1. Le son dans l’océan

1.1. L’importance de l’onde acoustique dans l’eau

L’eau (et surtout l’eau salée) est un conducteur de l’électricité. De ce fait, les ondes électromagnétiques (la lumière, les ondes radio, etc.) s’y propagent assez mal, ce qui explique que la mer soit un milieu extrêmement sombre dès que la profondeur atteint quelques dizaines de mètres. Si la majorité des animaux marins, et notamment les mammifères, sont dotés d’yeux très performants, ceux-ci ne peuvent pas être utilisés aussi efficacement qu’en milieu terrestre, en tout cas pour les échanges à grande distance. En revanche, le son s’y propage bien, plus rapidement que dans l’air, et y est peu atténué. En conséquence, de nombreux animaux marins utilisent le son pour recueillir ou émettre des informations, au même titre que les humains pour leurs installations et vaisseaux (sous-marins, dispositifs de surveillance ou de prospection géologique).

1.2. Physique du son dans l’océan

son eau - propagation son eau
Figure 1. Modélisation de la propagation du son dans l’eau. Les rayons issus d’un même point sont canalisés dans la couche d’eau correspondant au minimum de la vitesse du son. [Source : Schéma de l’auteure]
La physique du son est décrite dans cette encyclopédie (Lire : L’émission, la propagation et la perception du son). Le son est défini comme la propagation d’une surpression, souvent mesurée en décibel (c’est-à-dire par une unité logarithmique qui permet de mesurer avec précision des valeurs très fortes comme des valeurs beaucoup plus faibles). La définition du décibel 20 log10(p/préf) nécessite de fixer une pression de référence préf ; pour des raisons pratiques, celle-ci n’étant pas la même dans l’air et dans l’eau. Conventionnellement, si la pression de référence préf est de 20 µPa dans l’air, elle est de 1 µPa dans l’eau : il n’est donc pas possible de comparer un niveau de décibel dans l’eau à des mesures prises dans l’air.

La vitesse du son dans l’eau varie selon la profondeur le long de la colonne d’eau. Ce phénomène est à l’origine de véritables « guides d’ondes » acoustiques qui permettent au son de se propager de façon très efficace sur de longues distances. Le schéma présenté en Figure 1, obtenu par modélisation de la propagation du son dans l’eau par « rayon acoustique » montre que les rayons issus d’un même point, au lieu de diverger de façon régulière (et d’être éventuellement absorbés par le fond) sont canalisés dans la couche d’eau correspondant au minimum de la vitesse du son.
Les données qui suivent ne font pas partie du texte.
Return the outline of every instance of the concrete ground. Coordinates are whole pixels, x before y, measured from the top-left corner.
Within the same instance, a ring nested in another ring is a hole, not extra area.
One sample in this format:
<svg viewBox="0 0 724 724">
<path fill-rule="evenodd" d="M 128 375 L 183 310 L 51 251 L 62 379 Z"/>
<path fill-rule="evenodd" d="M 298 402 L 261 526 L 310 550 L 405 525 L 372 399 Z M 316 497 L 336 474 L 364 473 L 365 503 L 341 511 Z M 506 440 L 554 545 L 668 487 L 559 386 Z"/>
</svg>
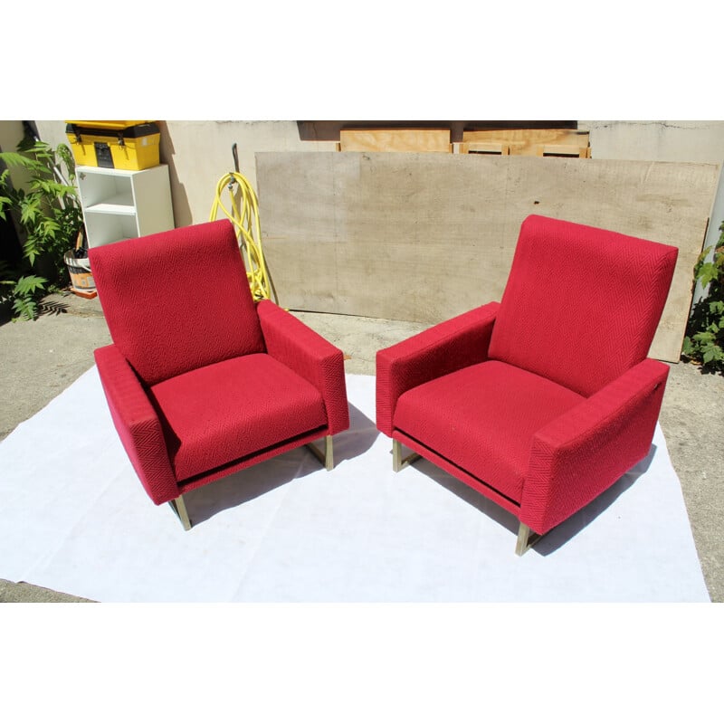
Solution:
<svg viewBox="0 0 724 724">
<path fill-rule="evenodd" d="M 47 302 L 48 311 L 34 322 L 0 323 L 0 440 L 89 369 L 92 350 L 110 341 L 97 299 L 83 300 L 67 292 L 53 295 Z M 374 375 L 377 349 L 424 329 L 412 322 L 295 314 L 348 356 L 346 369 L 352 374 Z M 702 375 L 691 364 L 670 367 L 661 425 L 681 481 L 710 596 L 720 603 L 724 601 L 724 543 L 719 531 L 724 511 L 724 377 Z M 652 546 L 656 544 L 651 541 Z M 0 602 L 85 600 L 72 593 L 0 579 Z"/>
</svg>

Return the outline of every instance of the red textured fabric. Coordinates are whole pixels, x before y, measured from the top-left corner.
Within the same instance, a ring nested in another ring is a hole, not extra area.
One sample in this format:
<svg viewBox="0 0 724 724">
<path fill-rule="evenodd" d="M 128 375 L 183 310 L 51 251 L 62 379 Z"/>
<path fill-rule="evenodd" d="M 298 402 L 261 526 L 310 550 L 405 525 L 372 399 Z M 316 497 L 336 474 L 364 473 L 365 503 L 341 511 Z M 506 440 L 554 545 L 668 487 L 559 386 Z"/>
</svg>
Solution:
<svg viewBox="0 0 724 724">
<path fill-rule="evenodd" d="M 266 354 L 186 372 L 154 385 L 149 396 L 179 481 L 327 424 L 319 390 Z"/>
<path fill-rule="evenodd" d="M 377 427 L 548 532 L 650 450 L 677 255 L 529 216 L 500 305 L 377 354 Z"/>
<path fill-rule="evenodd" d="M 673 246 L 529 216 L 491 357 L 591 395 L 646 357 L 677 253 Z"/>
<path fill-rule="evenodd" d="M 651 449 L 669 367 L 645 359 L 535 435 L 520 519 L 546 533 Z"/>
<path fill-rule="evenodd" d="M 257 305 L 267 352 L 321 393 L 328 431 L 349 427 L 344 355 L 289 312 L 268 300 Z"/>
<path fill-rule="evenodd" d="M 406 390 L 488 358 L 498 302 L 425 329 L 376 355 L 376 425 L 392 436 L 393 417 Z"/>
<path fill-rule="evenodd" d="M 147 385 L 264 351 L 226 219 L 90 249 L 114 343 Z"/>
<path fill-rule="evenodd" d="M 491 360 L 405 392 L 397 401 L 395 428 L 519 502 L 533 435 L 583 399 Z"/>
<path fill-rule="evenodd" d="M 141 383 L 115 345 L 94 357 L 113 424 L 146 492 L 157 505 L 177 498 L 161 423 Z"/>
</svg>

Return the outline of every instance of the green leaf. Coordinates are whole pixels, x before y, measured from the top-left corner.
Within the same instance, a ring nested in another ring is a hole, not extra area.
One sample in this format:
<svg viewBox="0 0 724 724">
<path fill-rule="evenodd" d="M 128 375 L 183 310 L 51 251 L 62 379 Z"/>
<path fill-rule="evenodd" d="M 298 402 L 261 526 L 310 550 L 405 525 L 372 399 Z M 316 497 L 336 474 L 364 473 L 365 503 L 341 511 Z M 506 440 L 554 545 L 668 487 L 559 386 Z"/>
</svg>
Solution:
<svg viewBox="0 0 724 724">
<path fill-rule="evenodd" d="M 48 280 L 35 274 L 20 277 L 15 284 L 15 291 L 18 294 L 33 294 L 35 291 L 43 291 Z"/>
<path fill-rule="evenodd" d="M 719 345 L 710 345 L 702 351 L 705 365 L 709 365 L 711 362 L 719 362 L 724 359 L 724 351 L 722 351 Z"/>
<path fill-rule="evenodd" d="M 16 297 L 13 302 L 13 309 L 19 317 L 26 319 L 35 319 L 38 316 L 38 305 L 34 300 L 27 297 Z"/>
<path fill-rule="evenodd" d="M 701 264 L 697 272 L 696 278 L 699 280 L 702 287 L 709 286 L 710 282 L 719 278 L 719 269 L 712 262 L 707 262 Z"/>
<path fill-rule="evenodd" d="M 714 335 L 711 332 L 697 332 L 694 335 L 694 339 L 701 345 L 705 345 L 708 342 L 714 341 Z"/>
</svg>

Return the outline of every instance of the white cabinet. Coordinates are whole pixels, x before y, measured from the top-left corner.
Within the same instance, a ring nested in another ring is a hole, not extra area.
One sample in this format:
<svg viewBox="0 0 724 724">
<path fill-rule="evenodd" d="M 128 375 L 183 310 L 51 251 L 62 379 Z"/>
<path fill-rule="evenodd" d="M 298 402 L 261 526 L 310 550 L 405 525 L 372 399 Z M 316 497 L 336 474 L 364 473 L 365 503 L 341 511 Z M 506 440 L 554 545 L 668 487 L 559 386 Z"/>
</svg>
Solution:
<svg viewBox="0 0 724 724">
<path fill-rule="evenodd" d="M 79 166 L 75 174 L 89 247 L 174 228 L 166 164 L 142 171 Z"/>
</svg>

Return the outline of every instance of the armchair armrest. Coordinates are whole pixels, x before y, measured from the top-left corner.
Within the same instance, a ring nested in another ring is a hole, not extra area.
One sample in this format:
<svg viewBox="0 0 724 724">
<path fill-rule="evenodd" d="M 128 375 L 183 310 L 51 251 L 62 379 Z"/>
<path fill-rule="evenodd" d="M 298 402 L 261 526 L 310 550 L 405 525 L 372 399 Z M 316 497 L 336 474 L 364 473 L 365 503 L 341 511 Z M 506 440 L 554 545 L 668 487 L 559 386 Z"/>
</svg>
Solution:
<svg viewBox="0 0 724 724">
<path fill-rule="evenodd" d="M 392 436 L 400 395 L 418 385 L 484 362 L 500 303 L 491 301 L 431 327 L 376 356 L 376 424 Z"/>
<path fill-rule="evenodd" d="M 548 532 L 648 454 L 669 367 L 644 359 L 533 438 L 520 520 Z"/>
<path fill-rule="evenodd" d="M 136 373 L 115 345 L 94 357 L 113 424 L 143 487 L 157 505 L 177 498 L 161 422 Z"/>
<path fill-rule="evenodd" d="M 328 434 L 349 427 L 344 355 L 302 321 L 270 300 L 257 304 L 267 352 L 321 393 Z"/>
</svg>

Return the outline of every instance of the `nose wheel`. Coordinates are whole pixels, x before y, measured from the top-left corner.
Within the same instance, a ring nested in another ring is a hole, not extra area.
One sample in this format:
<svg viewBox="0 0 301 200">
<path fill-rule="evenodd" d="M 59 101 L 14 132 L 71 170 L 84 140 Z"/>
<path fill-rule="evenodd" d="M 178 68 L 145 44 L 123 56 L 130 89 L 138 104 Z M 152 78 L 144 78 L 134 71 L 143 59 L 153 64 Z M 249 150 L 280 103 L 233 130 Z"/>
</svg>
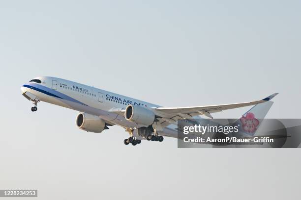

1.3. Enregistrer sous l’eau

antenne acoustique mer
Figure 2. Préparation d’une antenne acoustique par l’équipe du LIS sur l’Amazone, pour enregistrement de dauphins de rivière (Inia goeffrensis). [Source : Cliché M. Trone]
Depuis le milieu du 20e siècle, des dispositifs assez simples nous permettent d’étudier le son dans l’eau. Actuellement, la chaîne de mesure est généralement constituée :

  • d’un capteur, l’hydrophone (microphone aquatique), normalement basé sur les propriétés des piézo-électriques et pourvu d’une enveloppe molle permettant son adaptation acoustique au milieu ;
  • d’un enregistreur, appareil qui numérise le signal (après l’avoir éventuellement filtré) et le stocke sous forme numérique. L’étape de numérisation fait intervenir la fréquence d’échantillonnage et la résolution, paramètres qui dépendront du type de son visé.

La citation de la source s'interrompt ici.